## Task 2. Heuristic user segmentation

In this task you should firstly parse the user logs. Then distiguish segments and count the *unique* uids in each segment. Sort the output by counts.

You may find more useful methods in the following sources:

* Book "Learning Spark: Lightning-Fast Big Data Analysis" by Holden Karau.

* [SparkStreaming Documentation](https://spark.apache.org/docs/latest/api/python/pyspark.streaming.html#pyspark-streaming-module)

* [HyperLogLog documentation](https://pypi.org/project/hyperloglog/), [HyperLogLog theory](https://databricks.com/blog/2016/05/19/approximate-algorithms-in-apache-spark-hyperloglog-and-quantiles.html)

* [Ua_Parser_documentation](https://pypi.org/project/ua-parser/0.7.0/)

In [1]:
import os
from time import sleep
from pyspark import SparkContext, SparkConf
from pyspark.streaming import StreamingContext

# You need also use this specific libraries
from ua_parser import user_agent_parser
from hyperloglog import HyperLogLog
from ua_parser import user_agent_parser


In [2]:
# # Here is an example of `user_agent_parser`
# from ua_parser import user_agent_parser
# ua = 'Mozilla/5.0 (iPad; CPU OS 7_0_4 like Mac OS X) AppleWebKit/537.51.1 (KHTML, like Gecko) Version/7.0 Mobile/11B554a Safari/9537.53'
# user_agent_parser.Parse(ua)

**NB.** Please don't change the cell below. It is used for emulation realtime batch arriving. But figure out the code, it will help you when you'll work with real SparkStreaming applications.

In [3]:
sc = SparkContext(master='local[4]')

# Preparing batches with the input data
DATA_PATH = "/data/course4/uid_ua_100k_splitted_by_5k"
batches = [sc.textFile(os.path.join(DATA_PATH, path)) for path in os.listdir(DATA_PATH)]

# Creating Dstream to emulate realtime data generating
BATCH_TIMEOUT = 5 # Timeout between the batch generation
ssc = StreamingContext(sc, BATCH_TIMEOUT)
dstream = ssc.queueStream(rdds=batches)

There are 2 flags used in this task. 
* `finished` flag indicates if the current RDD is empty.
* `printed` indicates the the result has been printed and SparkStreaming context can be stopped.

In [5]:
finished = False
printed = False

def set_ending_flag(rdd):
    global finished
    if rdd.isEmpty():
        finished = True

def print_only_at_the_end(rdd):
    global printed
    rdd.count()
    if finished and not printed:

        ans = rdd.sortBy(lambda x : x[1], ascending=False).collect()
   
        for key in ans:
            print("seg_"+key[0], key[1])
             
        printed = True

# If we have received empty an rdd, the stream is finished.
# So print the result and stop the context.

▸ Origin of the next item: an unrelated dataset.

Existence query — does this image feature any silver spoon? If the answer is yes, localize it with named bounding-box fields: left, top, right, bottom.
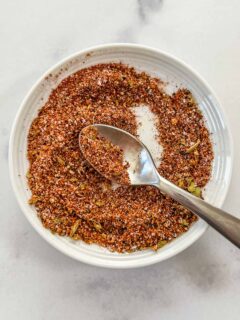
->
left=79, top=124, right=240, bottom=248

dstream.foreachRDD(set_ending_flag)

In [6]:
def aggregator(values, old):
    if not old :
        old = HyperLogLog(0.01)
    
    for value in values : 
        old.add(value)
        
    return old

In [7]:
def preprocess(line):
    
    line_split =  line.split("\t")
    user_hash = line_split[0]
    parsed_line = user_agent_parser.Parse(line_split[1])
    
    device = parsed_line['device']['family'].lower()

    browser = parsed_line['user_agent']['family'].lower()

    os = parsed_line['os']['family'].lower()
    
    list_tupples = []
    
    list_tupples.append((device, user_hash))
    list_tupples.append((browser, user_hash))
    list_tupples.append((os, user_hash))
    
    return list_tupples

In [8]:
def filter_devices(filter_tuple):
    word, _ = filter_tuple
    return word=="iphone" or word=="firefox" or word=="windows"

In [9]:
# Type your code for data processing and aggregation here


dstream.flatMap(lambda line: preprocess(line))\
       .filter(lambda word : filter_devices(word))\
       .updateStateByKey(aggregator)\
       .map(lambda tupple : (tupple[0], len(tupple[1])))\
       .foreachRDD(print_only_at_the_end)

    
    

**NB.** Please don't change the cell below. It is used for stopping SparkStreaming context and Spark context when the stream finished.

In [None]:
ssc.checkpoint('./checkpoint')  # checkpoint for storing current state        
ssc.start()
while not printed:
    pass
ssc.stop()  # when the result printed, stop the SparkStreaming context
sc.stop()  # stop the Spark context to be able restart the code without restarting the kernel

Here you can see the part of an output on the sample dataset:
```
...
seg_unknown 22377
seg_firefox 8237
...
```
Of course, the numbers may be different but not very much (the error about 1% will be accepted).